Now our upwardly mobile society
tells us that we should look on people like this with contempt.
Some would even say to shame them or harass
them would be the best course of action,
that that would somehow shake them up
and change the course of their behavior.
At the very least, we should not be coddling or fraternizing
with these people lest we get dragged
into their shepherdless sheep ways.

But Jesus, it said, looked at these people and had compassion.
Compassion. We know what that means. The definition is:
“Sympathetic pity and concern for the sufferings or misfortunes of others”
It means to hurt for someone else’s pain.
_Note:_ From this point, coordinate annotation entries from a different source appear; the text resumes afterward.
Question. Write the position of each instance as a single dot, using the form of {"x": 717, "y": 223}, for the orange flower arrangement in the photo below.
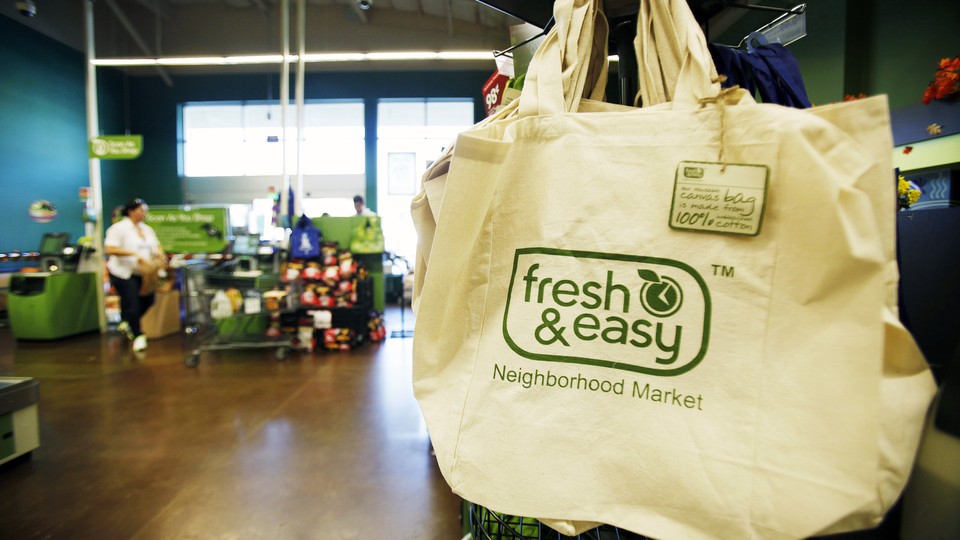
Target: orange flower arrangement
{"x": 946, "y": 81}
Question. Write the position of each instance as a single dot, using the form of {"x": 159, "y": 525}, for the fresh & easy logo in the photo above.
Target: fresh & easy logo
{"x": 642, "y": 314}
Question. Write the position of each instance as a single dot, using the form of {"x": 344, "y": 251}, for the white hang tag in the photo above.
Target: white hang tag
{"x": 718, "y": 198}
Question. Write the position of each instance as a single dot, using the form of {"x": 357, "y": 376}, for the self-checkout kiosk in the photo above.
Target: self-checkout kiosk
{"x": 252, "y": 256}
{"x": 57, "y": 301}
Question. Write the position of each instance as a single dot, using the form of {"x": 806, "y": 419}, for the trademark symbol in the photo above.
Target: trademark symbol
{"x": 722, "y": 271}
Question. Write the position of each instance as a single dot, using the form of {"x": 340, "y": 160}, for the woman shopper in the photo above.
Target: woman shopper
{"x": 134, "y": 253}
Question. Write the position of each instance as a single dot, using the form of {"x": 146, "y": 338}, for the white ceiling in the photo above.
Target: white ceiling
{"x": 152, "y": 28}
{"x": 171, "y": 28}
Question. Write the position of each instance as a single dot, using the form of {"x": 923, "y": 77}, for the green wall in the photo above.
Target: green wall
{"x": 873, "y": 47}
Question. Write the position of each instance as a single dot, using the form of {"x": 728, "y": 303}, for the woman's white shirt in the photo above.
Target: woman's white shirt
{"x": 123, "y": 234}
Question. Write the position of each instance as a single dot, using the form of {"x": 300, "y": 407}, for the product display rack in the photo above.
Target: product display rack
{"x": 488, "y": 525}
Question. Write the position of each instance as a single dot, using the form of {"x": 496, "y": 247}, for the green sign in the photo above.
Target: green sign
{"x": 190, "y": 230}
{"x": 116, "y": 146}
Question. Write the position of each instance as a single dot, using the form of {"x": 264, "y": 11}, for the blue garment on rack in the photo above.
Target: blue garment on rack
{"x": 769, "y": 70}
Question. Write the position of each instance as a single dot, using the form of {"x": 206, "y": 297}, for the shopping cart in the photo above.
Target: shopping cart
{"x": 486, "y": 524}
{"x": 262, "y": 310}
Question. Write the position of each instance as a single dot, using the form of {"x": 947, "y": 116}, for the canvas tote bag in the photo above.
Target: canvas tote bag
{"x": 733, "y": 388}
{"x": 577, "y": 52}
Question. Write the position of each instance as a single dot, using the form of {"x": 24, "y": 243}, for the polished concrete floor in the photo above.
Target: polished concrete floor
{"x": 325, "y": 445}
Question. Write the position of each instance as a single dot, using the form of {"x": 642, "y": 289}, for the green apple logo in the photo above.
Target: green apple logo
{"x": 660, "y": 295}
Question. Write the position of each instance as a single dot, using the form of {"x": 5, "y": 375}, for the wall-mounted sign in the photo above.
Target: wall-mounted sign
{"x": 190, "y": 230}
{"x": 116, "y": 146}
{"x": 42, "y": 211}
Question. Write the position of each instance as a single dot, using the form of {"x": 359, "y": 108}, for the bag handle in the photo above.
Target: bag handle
{"x": 674, "y": 64}
{"x": 571, "y": 58}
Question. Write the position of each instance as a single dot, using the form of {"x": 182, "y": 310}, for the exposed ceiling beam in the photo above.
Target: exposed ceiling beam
{"x": 158, "y": 8}
{"x": 122, "y": 17}
{"x": 361, "y": 13}
{"x": 261, "y": 6}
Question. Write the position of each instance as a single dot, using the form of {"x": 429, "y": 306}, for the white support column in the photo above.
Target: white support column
{"x": 94, "y": 230}
{"x": 301, "y": 62}
{"x": 285, "y": 101}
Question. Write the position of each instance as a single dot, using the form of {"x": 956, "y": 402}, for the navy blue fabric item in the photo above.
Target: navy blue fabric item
{"x": 769, "y": 70}
{"x": 729, "y": 63}
{"x": 305, "y": 239}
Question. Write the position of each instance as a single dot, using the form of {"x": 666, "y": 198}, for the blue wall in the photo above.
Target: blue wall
{"x": 153, "y": 113}
{"x": 853, "y": 46}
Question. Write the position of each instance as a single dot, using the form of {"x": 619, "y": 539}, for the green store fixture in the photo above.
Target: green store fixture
{"x": 52, "y": 305}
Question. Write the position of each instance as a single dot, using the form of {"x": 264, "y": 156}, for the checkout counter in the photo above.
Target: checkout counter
{"x": 57, "y": 302}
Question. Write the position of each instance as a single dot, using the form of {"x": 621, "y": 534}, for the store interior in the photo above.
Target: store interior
{"x": 275, "y": 398}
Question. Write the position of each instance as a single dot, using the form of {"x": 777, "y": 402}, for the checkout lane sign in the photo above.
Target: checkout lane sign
{"x": 116, "y": 146}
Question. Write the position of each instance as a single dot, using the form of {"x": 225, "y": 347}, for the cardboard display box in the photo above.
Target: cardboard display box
{"x": 163, "y": 317}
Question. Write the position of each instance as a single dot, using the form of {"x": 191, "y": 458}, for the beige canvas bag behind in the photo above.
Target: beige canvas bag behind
{"x": 582, "y": 355}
Now the word that is used here is translated
as compassion because that’s the closest in English
but the word in Greek is much more descriptive.
The word is splanch-ni-zo-mai
It’s  kind of a euphemism  more than just a word
it actually means bowels.
There are other words in Greek to convey compassion
that don’t have quite this meaning.
But what Jesus felt was this kind of compassion.
Bowel compassion. Deep low in the stomach.
You know that feeling.
A combination of sadness, pain, and deep love.

When do you remember feeling that,
deep in your bowels?
I feel it at funerals when loved ones
are just dealing with their losses.
I feel it every time there’s one of those shootings,
which seems to be almost a monthly routine
here in the United States now,
Like the one in Chatanooga this week
when they show the pictures of the people
who were killed right in the middle of their day.
Deep pain for the suffering of another,
deep emotions for another person
and a desire to change the situation.

Jesus felt compassion for them
because they were like sheep without  a shepherd.
And he began to teach them many things.
He taught them, spent time with them, talked with them.
No doubt they weren’t all saints.
No doubt they weren’t all kind or gentle.
But they didn’t have to do anything good to win Jesus attention.
All they did was be anxious, directionless people.
Lost sheep.

That tells us a lot about Jesus and about God.

I have a few friends and acquaintances
that have serious doubts about God.
They look at the church’s behavior or
the behavior of Christians and they assume that God is the same.
They see the most prominent Christians
in the world judging, shaming , harassing or ignoring others.
 and they think that is a reflection of God.

But Jesus is the way we know God.
And Jesus looks at the worst of this world
and doesn’t react with judgment, shame, contempt
 an eye roll, or by turning away.
Jesus reacts with splachnizomai.
Bowels, deep pain and sympathy.

I believe that God looks at the horrors of this world,
the violence, the lost people, the addiction, the apathy
the endless ways we hurt each other,
God looks at the shootings,
and even the shooters who cause the pain
and experiences a deep bowel pain for this symptom of a lost humanity.

Even when we have contempt and hatred,
God has compassion.
Even when we roll our eyes,
God opens his arms.
Even when we have no more compassion to give,
God has more.

We have all been lost sheep.
Humanity loses it’s way,
we are prone to callousness,
despair and cynicism,
we have all made bad choices,
We make deals with the devil and
trade in good things for bad.
We forget where our shepherd is
and who our shepherd is.

But when we get lost,
we just need to remember that
Jesus is our shepherd.

And it is his compassion, his love,
mercy and forgiveness that will
heal us, guide us, and bring us home.